The best thing about this was when I began to see results, I was happy and more motivated. But then I slumped most recently at the end of 2012. Falling in love with whole bags of Halloween snak packs of jkit kat's ...no they never went to the kids. I tricked myself, then treated myself to full bags of this stuff....wonderful for a couple months. I began to invent excuses not to go to the gym. Too tired, raining out, back hurts, I'll double up tomorrow....sure I will..
So finally late December, I started chipping away at all that weight gain so I can get out of my fat boy pants and back into my jeans. Early discouragement since the weight didn't fly off as fast as it went on. But I've been bustin ass and now taking my workouts to new heights has enabled me to see real results.
So now I'm ALL IN.
Thank you all for taking the time to read this, I appreciate it.
The absolute competition.
I get in that gym....and....its sheer focus. Me vs the weights, cardio machine, and angled bench for abs.
Can my gym handle my all out assault on it? Rarely does it. I leave that gym where everyone look at me like it rained in there...only on me. Soaked like i went swimming in my clothes.
All look means all jealous. That the plan, the mental preparation the focus, the intensity, and the attitude has all hating......which only makes me determined more to show all who the strongest, most intense person in the gym is. No question.....me.
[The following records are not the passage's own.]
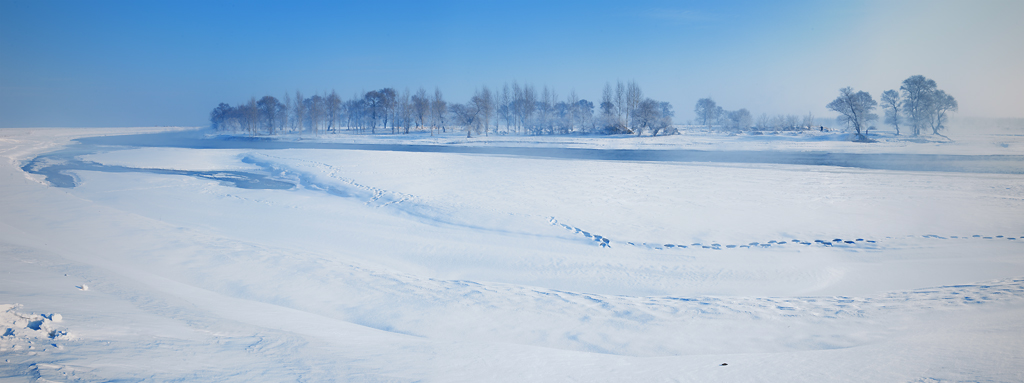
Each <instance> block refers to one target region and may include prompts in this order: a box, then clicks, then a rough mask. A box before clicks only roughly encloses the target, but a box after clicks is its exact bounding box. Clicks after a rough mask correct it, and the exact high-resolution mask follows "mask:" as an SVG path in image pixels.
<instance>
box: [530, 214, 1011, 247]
mask: <svg viewBox="0 0 1024 383" xmlns="http://www.w3.org/2000/svg"><path fill="white" fill-rule="evenodd" d="M548 222H549V223H551V225H553V226H561V227H562V228H564V229H566V230H569V231H572V232H574V233H577V235H581V236H583V237H585V238H587V239H591V240H593V241H594V242H596V243H598V245H599V246H601V247H605V248H610V247H611V240H610V239H608V238H607V237H604V236H598V235H594V233H592V232H590V231H588V230H584V229H583V228H580V227H577V226H572V225H568V224H565V223H561V222H559V221H558V219H555V217H548ZM907 237H908V238H912V237H914V236H907ZM921 238H924V239H935V240H948V239H953V240H956V239H962V240H967V239H969V238H968V237H967V236H949V237H941V236H936V235H924V236H921ZM886 239H889V240H891V239H893V238H891V237H887V238H886ZM970 239H976V240H977V239H981V240H1007V241H1018V240H1024V236H1022V237H1019V238H1018V237H1006V236H1001V235H999V236H981V235H975V236H972V237H970ZM618 243H623V244H626V245H629V246H633V247H638V248H646V249H652V250H666V249H709V250H723V249H753V248H763V249H766V248H771V247H782V246H790V247H794V246H818V247H825V248H846V249H853V248H857V249H879V248H880V246H879V241H877V240H865V239H862V238H857V239H841V238H836V239H831V240H822V239H817V240H812V241H805V240H797V239H791V240H769V241H768V242H764V243H762V242H751V243H748V244H745V245H742V244H740V245H736V244H726V245H722V244H719V243H717V242H711V243H692V244H690V245H682V244H648V243H643V242H629V241H620V242H618ZM1022 243H1024V241H1022Z"/></svg>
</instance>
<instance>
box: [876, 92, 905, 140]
mask: <svg viewBox="0 0 1024 383" xmlns="http://www.w3.org/2000/svg"><path fill="white" fill-rule="evenodd" d="M881 100H882V110H883V111H885V112H886V119H885V123H886V124H889V125H892V126H893V127H894V128H896V135H899V123H900V119H901V118H902V115H901V112H902V109H903V105H902V104H901V102H900V96H899V92H897V91H895V90H892V89H889V90H887V91H884V92H882V97H881Z"/></svg>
Call it ego, I'll probably agree with you. When I'm there, it's my escape, my fun, my zen. Perfect for all reps, ok most of them. iPod playing some great tunes. No talking from me while I'm in this mode. Having the glare tells all to keep moving....only the occasional head nod to those I know, the few. I try not to know too many, cause I'm not there to talk. Phone is left in the car, cause I'm in my gym, my world....all mine.
So, that in short is why, I TOTALLY LOVE WORKING OUT!